Diagnostyka rzeżączki
Rozpoznanie rzeżączki opiera się na badaniach laboratoryjnych. Najbardziej klasyczne jest badanie mikroskopowe wymazu z cewki moczowej lub szyjki macicy, gdzie można zobaczyć charakterystyczne dwoinki wewnątrz leukocytów. Jednak złotym standardem są obecnie testy molekularne (NAAT), które cechują się bardzo wysoką czułością i swoistością.
W niektórych przypadkach wykonuje się także posiewy, co pozwala nie tylko potwierdzić obecność bakterii, ale również ocenić wrażliwość na antybiotyki. Ma to ogromne znaczenie, ponieważ rzeżączka coraz częściej wykazuje oporność na stosowane leki.
Leczenie rzeżączki – dlaczego bywa trudne?
Podstawą terapii rzeżączki jest antybiotykoterapia. Obecnie najczęściej stosuje się ceftriakson w iniekcji, często w połączeniu z innym antybiotykiem, aby zmniejszyć ryzyko oporności. Problem w tym, że dwoinka rzeżączki słynie z szybkiego nabywania odporności na kolejne grupy leków. W przeszłości stosowano penicylinę, tetracykliny czy fluorochinolony, ale dziś wiele szczepów jest na nie niewrażliwych.
Aby terapia była skuteczna, konieczne jest:
- powstrzymanie się od kontaktów seksualnych do czasu wyleczenia,
- równoczesne leczenie partnerów seksualnych, nawet bezobjawowych,
- wykonanie badań kontrolnych po zakończeniu terapii,
- stosowanie zaleconego antybiotyku w pełnym schemacie, bez samodzielnych modyfikacji dawki.
Tylko takie postępowanie daje szansę na całkowite wyleczenie i zmniejsza ryzyko nawrotów.
Rzeżączka – profilaktyka
Najskuteczniejszą metodą zapobiegania rzeżączce jest stosowanie prezerwatyw podczas kontaktów seksualnych.

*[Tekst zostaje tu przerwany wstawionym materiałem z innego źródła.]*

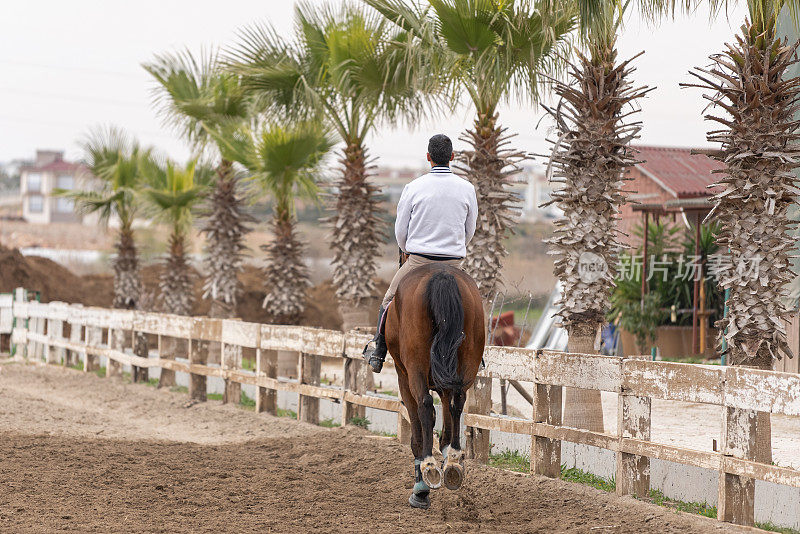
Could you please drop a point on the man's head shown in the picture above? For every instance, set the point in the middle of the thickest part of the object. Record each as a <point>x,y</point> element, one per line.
<point>440,150</point>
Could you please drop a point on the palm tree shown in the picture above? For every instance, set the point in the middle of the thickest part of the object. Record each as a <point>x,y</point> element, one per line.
<point>751,81</point>
<point>173,194</point>
<point>197,98</point>
<point>348,65</point>
<point>590,157</point>
<point>285,162</point>
<point>494,51</point>
<point>116,160</point>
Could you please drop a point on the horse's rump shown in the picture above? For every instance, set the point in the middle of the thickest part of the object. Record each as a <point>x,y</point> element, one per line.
<point>446,311</point>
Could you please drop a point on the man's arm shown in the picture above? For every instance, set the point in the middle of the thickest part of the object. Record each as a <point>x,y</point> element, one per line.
<point>472,215</point>
<point>403,218</point>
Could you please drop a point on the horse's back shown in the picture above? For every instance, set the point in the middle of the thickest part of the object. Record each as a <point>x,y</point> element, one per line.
<point>410,328</point>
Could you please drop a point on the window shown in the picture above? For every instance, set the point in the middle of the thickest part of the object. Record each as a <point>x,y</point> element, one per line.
<point>65,181</point>
<point>34,182</point>
<point>65,205</point>
<point>35,204</point>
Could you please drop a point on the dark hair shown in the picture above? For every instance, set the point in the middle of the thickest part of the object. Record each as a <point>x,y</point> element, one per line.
<point>440,148</point>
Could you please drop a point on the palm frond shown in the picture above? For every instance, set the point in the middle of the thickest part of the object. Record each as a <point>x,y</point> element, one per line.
<point>193,93</point>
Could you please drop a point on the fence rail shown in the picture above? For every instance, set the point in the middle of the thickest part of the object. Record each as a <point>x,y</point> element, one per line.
<point>741,393</point>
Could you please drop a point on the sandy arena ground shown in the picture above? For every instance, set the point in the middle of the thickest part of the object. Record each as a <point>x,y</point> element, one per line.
<point>80,453</point>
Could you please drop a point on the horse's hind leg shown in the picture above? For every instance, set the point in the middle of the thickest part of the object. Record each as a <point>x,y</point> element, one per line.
<point>431,472</point>
<point>420,495</point>
<point>454,457</point>
<point>447,425</point>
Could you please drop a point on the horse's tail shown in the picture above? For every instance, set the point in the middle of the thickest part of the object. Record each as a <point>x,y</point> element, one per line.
<point>447,315</point>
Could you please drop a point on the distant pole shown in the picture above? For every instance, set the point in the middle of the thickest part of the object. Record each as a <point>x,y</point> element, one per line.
<point>644,257</point>
<point>723,359</point>
<point>696,294</point>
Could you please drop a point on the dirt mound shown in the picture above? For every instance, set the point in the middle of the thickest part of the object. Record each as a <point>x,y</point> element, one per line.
<point>56,283</point>
<point>53,281</point>
<point>59,474</point>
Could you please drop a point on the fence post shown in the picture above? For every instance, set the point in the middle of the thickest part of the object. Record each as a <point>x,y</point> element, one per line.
<point>36,348</point>
<point>736,497</point>
<point>633,421</point>
<point>141,349</point>
<point>479,401</point>
<point>167,349</point>
<point>267,365</point>
<point>94,335</point>
<point>198,355</point>
<point>546,452</point>
<point>20,324</point>
<point>116,341</point>
<point>75,335</point>
<point>308,407</point>
<point>231,358</point>
<point>55,330</point>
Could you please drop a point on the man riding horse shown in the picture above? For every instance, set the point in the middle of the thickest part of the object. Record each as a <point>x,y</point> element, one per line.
<point>436,218</point>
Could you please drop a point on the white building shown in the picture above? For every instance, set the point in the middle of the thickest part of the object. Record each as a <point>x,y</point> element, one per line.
<point>538,190</point>
<point>38,181</point>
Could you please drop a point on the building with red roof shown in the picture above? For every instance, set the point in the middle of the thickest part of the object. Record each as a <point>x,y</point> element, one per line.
<point>38,182</point>
<point>668,181</point>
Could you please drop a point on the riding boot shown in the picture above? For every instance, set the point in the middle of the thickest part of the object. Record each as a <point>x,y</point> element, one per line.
<point>377,356</point>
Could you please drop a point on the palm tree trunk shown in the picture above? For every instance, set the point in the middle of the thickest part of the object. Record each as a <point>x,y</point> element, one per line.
<point>177,291</point>
<point>752,81</point>
<point>128,291</point>
<point>127,281</point>
<point>286,276</point>
<point>583,407</point>
<point>589,159</point>
<point>490,166</point>
<point>357,231</point>
<point>225,227</point>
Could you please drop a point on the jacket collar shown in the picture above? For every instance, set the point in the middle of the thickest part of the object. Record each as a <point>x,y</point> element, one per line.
<point>441,169</point>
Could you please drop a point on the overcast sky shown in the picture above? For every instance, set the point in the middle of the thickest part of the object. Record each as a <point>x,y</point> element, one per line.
<point>67,66</point>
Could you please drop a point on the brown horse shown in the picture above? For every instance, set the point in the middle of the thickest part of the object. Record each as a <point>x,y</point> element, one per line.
<point>435,334</point>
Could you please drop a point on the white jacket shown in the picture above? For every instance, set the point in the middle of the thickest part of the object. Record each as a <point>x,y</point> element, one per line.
<point>436,214</point>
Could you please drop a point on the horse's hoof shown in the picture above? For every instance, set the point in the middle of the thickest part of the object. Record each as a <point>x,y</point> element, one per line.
<point>417,501</point>
<point>431,473</point>
<point>453,476</point>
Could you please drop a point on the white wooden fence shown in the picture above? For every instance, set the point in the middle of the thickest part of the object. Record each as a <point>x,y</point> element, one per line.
<point>740,392</point>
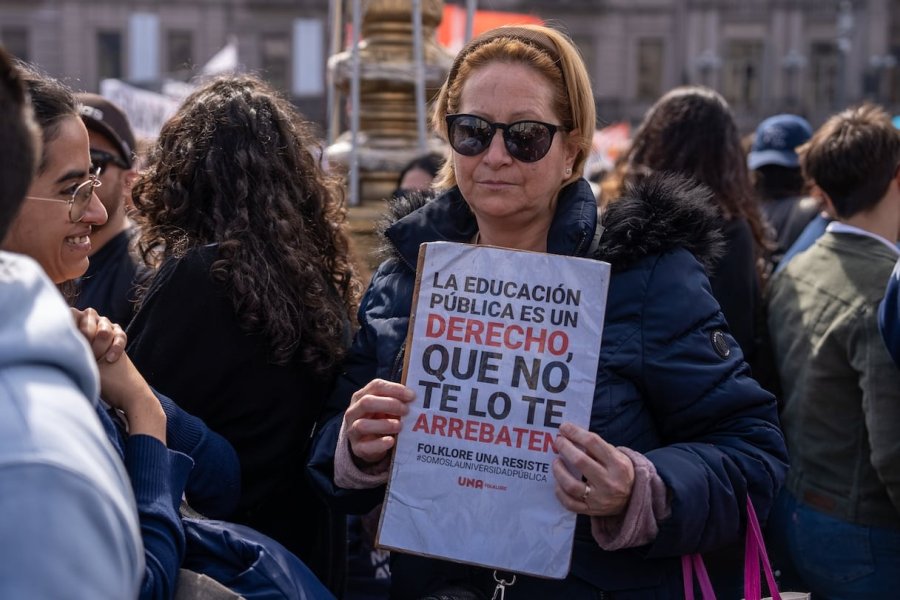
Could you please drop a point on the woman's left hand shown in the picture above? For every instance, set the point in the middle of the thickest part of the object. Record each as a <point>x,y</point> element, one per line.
<point>608,473</point>
<point>106,339</point>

Choć nie chronią one w 100%, znacząco redukują ryzyko przeniesienia bakterii. Edukacja seksualna i regularne badania w grupach ryzyka są równie istotne.
Świadomość społeczna dotycząca chorób przenoszonych drogą płciową bywa nadal zaskakująco niska. Wielu pacjentów zgłasza się do lekarza dopiero wtedy, gdy objawy stają się naprawdę dokuczliwe. Tymczasem rzeżączka może rozwijać się po cichu i przez wiele tygodni nie dawać wyraźnych symptomów, co sprzyja transmisji na kolejne osoby. Jest to choroba, której nie wolno lekceważyć. Nie tylko dlatego, że może prowadzić do poważnych powikłań, ale także dlatego, że jej leczenie staje się coraz trudniejsze. Właśnie dlatego szybka diagnostyka, odpowiednia antybiotykoterapia i otwarta rozmowa o zdrowiu seksualnym powinny być standardem, a nie wyjątkiem.